Sarah Brayer is American artist based in Kyoto, Japan. She is internationally known for her large-scale, poured washi paperworks and aquatint prints. In 2013 Japan’s Ministry of Culture awarded Sarah its Commissioner’s Award, Bunkacho Chokan Hyosho for international dissemination of Japanese culture through her unique creations in Echizen washi.
Sarah’s art is in the collections of the British Museum, the Sackler Gallery of the Smithsonian, the New York Public Library and the American Embassy, Tokyo. She has been honored in Japan by being the first artist ever, to exhibit her washi paperworks at Byodoin Temple, a World Heritage site dating from the Heian period, as part of Kyoto’s 1200 yr. celebration (1992). In 2012 Brayer was invited to speak about her Luminosity series in Japanese paper at TED in Tokyo.
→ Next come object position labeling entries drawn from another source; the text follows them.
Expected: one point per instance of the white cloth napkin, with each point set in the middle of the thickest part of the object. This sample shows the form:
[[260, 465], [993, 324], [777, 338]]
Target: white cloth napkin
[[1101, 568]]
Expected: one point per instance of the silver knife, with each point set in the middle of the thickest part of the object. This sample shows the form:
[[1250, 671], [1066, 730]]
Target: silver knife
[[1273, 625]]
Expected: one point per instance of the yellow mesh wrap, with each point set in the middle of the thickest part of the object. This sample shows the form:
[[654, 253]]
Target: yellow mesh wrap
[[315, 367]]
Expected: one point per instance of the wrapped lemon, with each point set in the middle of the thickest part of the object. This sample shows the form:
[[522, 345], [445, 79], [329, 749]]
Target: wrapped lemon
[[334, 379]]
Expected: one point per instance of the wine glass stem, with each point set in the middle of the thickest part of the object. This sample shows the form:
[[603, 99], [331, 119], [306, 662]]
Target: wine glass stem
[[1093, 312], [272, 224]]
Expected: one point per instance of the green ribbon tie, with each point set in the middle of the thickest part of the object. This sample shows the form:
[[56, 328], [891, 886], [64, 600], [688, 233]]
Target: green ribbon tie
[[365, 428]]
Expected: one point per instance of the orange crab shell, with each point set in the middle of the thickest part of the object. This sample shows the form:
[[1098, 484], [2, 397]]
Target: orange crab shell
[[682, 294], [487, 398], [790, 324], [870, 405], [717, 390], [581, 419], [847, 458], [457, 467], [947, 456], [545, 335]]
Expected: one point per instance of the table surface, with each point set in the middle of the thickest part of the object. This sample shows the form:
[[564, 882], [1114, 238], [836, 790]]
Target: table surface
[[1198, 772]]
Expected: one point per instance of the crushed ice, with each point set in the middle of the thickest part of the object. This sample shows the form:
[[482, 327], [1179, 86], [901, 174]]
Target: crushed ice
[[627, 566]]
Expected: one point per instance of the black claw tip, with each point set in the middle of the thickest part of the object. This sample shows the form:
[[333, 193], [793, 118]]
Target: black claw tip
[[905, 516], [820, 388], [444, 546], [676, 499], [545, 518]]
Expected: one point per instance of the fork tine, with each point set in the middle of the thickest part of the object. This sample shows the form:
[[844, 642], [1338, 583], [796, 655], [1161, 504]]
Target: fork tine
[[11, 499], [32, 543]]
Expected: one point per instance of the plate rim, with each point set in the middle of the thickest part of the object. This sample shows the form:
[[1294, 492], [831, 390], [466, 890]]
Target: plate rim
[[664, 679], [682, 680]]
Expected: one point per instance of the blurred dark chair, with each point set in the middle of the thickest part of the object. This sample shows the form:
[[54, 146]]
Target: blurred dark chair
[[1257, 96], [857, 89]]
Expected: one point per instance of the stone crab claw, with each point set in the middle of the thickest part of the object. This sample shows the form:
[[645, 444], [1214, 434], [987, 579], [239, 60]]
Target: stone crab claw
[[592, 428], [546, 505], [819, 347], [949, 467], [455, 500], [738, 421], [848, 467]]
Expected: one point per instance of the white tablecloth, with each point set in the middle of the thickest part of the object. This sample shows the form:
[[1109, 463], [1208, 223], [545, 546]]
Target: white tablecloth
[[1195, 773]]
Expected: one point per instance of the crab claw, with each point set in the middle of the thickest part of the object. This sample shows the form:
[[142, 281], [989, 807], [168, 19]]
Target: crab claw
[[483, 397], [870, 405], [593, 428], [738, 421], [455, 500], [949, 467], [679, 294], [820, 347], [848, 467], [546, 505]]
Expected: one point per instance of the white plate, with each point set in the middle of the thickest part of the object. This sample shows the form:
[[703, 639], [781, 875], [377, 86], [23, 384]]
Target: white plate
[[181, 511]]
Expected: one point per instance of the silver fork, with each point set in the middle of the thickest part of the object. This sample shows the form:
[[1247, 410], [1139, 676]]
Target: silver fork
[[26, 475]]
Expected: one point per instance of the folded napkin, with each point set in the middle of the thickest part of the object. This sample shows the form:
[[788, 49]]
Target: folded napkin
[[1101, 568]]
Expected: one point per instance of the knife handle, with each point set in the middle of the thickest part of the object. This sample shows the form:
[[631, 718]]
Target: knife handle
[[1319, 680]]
Sarah was named the first foreign woman cover artist for the 2007 CWAJ Contemporary Print Show in Tokyo.
Drawn to Japanese art through raku-style ceramics and the aquatints of Mary Cassatt, the Rochester, New York native embarked on printmaking in London in 1978. The following year she received her B.A. in Art cum laude from Connecticut College and within months left on a backpacking journey to Japan. Becoming entranced by Kyoto, she studied Japanese woodblock printing with Toshi Yoshida (1911-1996) the son of artist Hiroshi Yoshida, before concentrating on aquatint as her preferred medium. She had her first exhibition in Kyoto in 1982, and has continued to show in Japan, Hong Kong, USA, and Europe. In 1986 she opened her studio in an old kimono weaving loft in northern Kyoto, near the gate of Daitokuji Zen temple.
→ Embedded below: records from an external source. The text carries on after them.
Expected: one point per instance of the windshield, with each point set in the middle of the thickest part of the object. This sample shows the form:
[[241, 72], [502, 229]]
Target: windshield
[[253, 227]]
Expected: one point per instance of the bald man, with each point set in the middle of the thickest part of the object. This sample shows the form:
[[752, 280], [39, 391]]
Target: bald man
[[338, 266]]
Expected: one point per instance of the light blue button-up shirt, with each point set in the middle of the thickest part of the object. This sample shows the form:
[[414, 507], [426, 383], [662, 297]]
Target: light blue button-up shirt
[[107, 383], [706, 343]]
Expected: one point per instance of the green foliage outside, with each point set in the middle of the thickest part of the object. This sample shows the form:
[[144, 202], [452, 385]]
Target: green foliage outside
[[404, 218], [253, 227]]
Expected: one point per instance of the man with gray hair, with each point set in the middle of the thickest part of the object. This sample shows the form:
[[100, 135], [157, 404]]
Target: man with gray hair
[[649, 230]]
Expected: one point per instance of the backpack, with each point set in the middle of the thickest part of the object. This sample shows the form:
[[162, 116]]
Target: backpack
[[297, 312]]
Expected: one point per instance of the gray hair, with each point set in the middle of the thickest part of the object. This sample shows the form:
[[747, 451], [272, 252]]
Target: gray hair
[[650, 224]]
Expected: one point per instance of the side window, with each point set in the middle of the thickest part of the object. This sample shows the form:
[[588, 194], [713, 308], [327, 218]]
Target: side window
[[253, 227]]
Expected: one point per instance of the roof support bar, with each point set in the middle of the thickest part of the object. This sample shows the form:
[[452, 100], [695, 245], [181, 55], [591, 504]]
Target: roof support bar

Sarah first encountered poured washi paperworks-the technique she soon adopted as her own-during a visit to Dieu Donne paper studio in New York City in 1986. This painterly, and somewhat unpredictable technique seemed a perfect blend of chance and design, led her to search out the ancient Japanese paper center of Imadate, Echizen as the place to make large-scale poured-paper images. She has created her art there continuously since 1986, as the only western artist to do so. She is assisted by a team of master women papermakers who assist her in moving the large screens which are essential tools in her large-scale works.
Currently residing in northern Kyoto, Sarah divides her working time among Kyoto, Imadate, and New York City.